陳清韻聽到鍾世宇和文姐一起諷刺自己,立刻抬起眼睛,看向了鍾世宇。

“怎麽?清韻,你生氣了?”鍾世宇笑了起來,看著她:“聽我說你是我不要的女人,受不了了?覺得這話很刺耳是不是?”

陳清韻抿了抿唇,忽然站了起來,朝著酒櫃走去。

她拿了三個杯子,一瓶洋酒回來,給鍾世宇和文姐都倒了一杯,自己端起來被子,喝了一口酒,這才道:“要不要喝隨你們。”

文姐也很生氣,確實想要喝。

她端起來酒,一飲而盡。

鍾世宇自然也生氣,他心頭憋著一團火,也端起來酒杯,喝了起來。

陳清韻的眼中劃過了一抹笑意,卻又垂下頭去,遮掩住眼中那一刹那的得意。

她看文姐喝完了,又給她倒了一杯。

鍾世宇也喝完了,她也給倒上,然後端起來酒杯,笑著道:“鍾世宇,文姐,咱們三個什麽關係,隻有咱們三個知道,我剛才說了,有些事,要想人不知,除非己莫為,你看,有些事情,我知道,你們以為我不知道。”

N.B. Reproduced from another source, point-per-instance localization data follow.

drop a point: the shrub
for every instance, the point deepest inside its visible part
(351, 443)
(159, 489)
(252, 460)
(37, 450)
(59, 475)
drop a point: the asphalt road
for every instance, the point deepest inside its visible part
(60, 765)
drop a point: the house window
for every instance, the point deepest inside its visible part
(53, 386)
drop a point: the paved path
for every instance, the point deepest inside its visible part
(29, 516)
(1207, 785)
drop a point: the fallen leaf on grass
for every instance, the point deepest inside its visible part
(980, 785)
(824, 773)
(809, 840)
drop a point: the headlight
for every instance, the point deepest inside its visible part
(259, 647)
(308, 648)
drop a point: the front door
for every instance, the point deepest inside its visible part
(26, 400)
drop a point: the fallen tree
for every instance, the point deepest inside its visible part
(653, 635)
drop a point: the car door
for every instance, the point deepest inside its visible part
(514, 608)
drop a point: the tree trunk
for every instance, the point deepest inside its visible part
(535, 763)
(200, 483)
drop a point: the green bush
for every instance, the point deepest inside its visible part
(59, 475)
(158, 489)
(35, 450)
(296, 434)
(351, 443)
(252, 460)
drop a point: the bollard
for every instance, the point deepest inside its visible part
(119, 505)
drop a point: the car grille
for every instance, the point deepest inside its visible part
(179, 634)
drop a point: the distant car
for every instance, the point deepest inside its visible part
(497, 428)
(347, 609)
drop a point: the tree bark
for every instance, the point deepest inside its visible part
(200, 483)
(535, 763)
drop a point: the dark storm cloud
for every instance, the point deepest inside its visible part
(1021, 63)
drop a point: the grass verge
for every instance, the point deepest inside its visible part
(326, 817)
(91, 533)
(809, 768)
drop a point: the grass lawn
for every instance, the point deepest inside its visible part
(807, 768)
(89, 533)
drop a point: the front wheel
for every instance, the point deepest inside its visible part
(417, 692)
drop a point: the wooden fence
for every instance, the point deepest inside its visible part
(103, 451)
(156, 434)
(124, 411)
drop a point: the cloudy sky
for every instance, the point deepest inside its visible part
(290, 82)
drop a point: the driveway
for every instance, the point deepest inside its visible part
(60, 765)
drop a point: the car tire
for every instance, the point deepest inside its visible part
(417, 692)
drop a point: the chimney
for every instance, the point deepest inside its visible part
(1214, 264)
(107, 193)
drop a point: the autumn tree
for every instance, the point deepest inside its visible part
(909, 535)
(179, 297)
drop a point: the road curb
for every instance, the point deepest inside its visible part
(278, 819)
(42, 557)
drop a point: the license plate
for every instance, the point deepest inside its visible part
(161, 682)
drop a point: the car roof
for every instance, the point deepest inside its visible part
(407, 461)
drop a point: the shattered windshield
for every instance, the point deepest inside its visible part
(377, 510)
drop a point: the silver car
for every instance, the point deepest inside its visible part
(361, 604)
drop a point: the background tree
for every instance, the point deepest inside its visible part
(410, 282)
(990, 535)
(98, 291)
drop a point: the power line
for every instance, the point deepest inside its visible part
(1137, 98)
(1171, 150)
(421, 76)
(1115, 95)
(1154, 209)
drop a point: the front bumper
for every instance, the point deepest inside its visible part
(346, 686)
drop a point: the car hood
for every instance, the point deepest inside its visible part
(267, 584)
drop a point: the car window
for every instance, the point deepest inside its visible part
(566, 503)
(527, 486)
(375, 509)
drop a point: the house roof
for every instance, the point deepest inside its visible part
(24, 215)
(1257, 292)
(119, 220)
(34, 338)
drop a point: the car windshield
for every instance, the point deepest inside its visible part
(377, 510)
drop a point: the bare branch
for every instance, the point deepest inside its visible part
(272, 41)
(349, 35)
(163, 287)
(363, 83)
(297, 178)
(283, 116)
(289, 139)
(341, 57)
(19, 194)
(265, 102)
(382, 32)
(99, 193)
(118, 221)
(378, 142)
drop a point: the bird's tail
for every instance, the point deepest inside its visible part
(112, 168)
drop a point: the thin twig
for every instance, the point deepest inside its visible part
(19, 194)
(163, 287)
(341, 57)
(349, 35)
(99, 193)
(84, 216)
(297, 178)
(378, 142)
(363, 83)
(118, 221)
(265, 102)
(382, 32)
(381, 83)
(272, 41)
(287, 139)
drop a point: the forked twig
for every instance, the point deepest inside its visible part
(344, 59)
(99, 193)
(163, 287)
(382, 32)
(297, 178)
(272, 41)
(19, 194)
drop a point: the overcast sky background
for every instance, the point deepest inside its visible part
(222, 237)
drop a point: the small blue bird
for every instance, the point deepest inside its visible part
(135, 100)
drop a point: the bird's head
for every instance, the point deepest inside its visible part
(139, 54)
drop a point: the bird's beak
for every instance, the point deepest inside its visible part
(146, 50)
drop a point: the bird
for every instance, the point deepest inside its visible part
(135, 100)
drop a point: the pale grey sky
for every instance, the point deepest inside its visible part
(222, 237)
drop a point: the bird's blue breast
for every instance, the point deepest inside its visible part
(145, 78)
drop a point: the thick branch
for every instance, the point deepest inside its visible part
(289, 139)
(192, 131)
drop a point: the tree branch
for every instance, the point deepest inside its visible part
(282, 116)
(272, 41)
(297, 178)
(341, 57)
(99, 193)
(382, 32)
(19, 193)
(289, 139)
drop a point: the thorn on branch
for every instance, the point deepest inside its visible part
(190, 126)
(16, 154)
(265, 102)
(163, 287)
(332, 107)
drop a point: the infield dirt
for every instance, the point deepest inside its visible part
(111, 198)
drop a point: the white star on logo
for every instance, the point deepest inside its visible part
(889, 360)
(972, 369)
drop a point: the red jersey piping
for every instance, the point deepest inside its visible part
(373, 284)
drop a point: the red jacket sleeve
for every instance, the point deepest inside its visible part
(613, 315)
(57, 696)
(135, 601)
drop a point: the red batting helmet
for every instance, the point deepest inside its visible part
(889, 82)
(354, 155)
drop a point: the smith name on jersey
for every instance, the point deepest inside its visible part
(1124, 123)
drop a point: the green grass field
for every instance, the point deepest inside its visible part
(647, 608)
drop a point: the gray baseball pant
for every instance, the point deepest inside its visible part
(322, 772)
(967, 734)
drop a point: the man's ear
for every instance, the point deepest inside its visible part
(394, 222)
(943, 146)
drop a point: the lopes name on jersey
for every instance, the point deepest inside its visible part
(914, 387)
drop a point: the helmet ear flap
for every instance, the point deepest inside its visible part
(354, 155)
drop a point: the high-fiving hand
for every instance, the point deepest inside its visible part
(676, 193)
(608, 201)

鍾世宇和文姐都是一愣,皺了皺眉,然後一起眼底閃過了心虛,一下子都不敢看陳清韻。

仿佛陳清韻一下就高大起來,他們在她跟前變得無比渺小。

“二十多年了。”陳清韻笑了笑,道:“我們三個人,曾經一起滾過床單的人,現在在這裏,撕破臉,我陳清韻很失敗。文姐,我跟鍾世宇以前上半夜滾,你跟他下半夜滾,以為我不知道是不是?”

鍾世宇和文姐臉色一變,有點難堪,之後更多的是震驚。

她居然知道啊。

年輕時候,鍾世宇和陳清韻是未婚夫妻的關係,文姐當時家境很好,跟陳清韻做朋友,卻看上了風流倜儻的鍾世宇,當時撬過了陳清韻的牆角。

“文姐啊,你當年跟鍾世宇翻滾過,當真以為我不知道是嗎?”陳清韻笑了笑,有點諷刺:“我一直知道,但我沒有說過,其實說起來,我更能忍是不是?忍了這麽多年,我最佩服你,明明撬了我的牆角,還要捧我,說真的我很感動呢,你這些年護著我,盡心盡力,從工作上來說,你對我真是沒得說,很好。”

文姐臉色很難堪,一片蒼白。

“可笑的是,你跟鍾世宇在一起過,偷偷的,最後你們發現不合適,悄悄的分開了,你們真是很讓我佩服,鍾世宇禍害了多少女人?”陳清韻笑了起來:“我算一個,還有死去的!”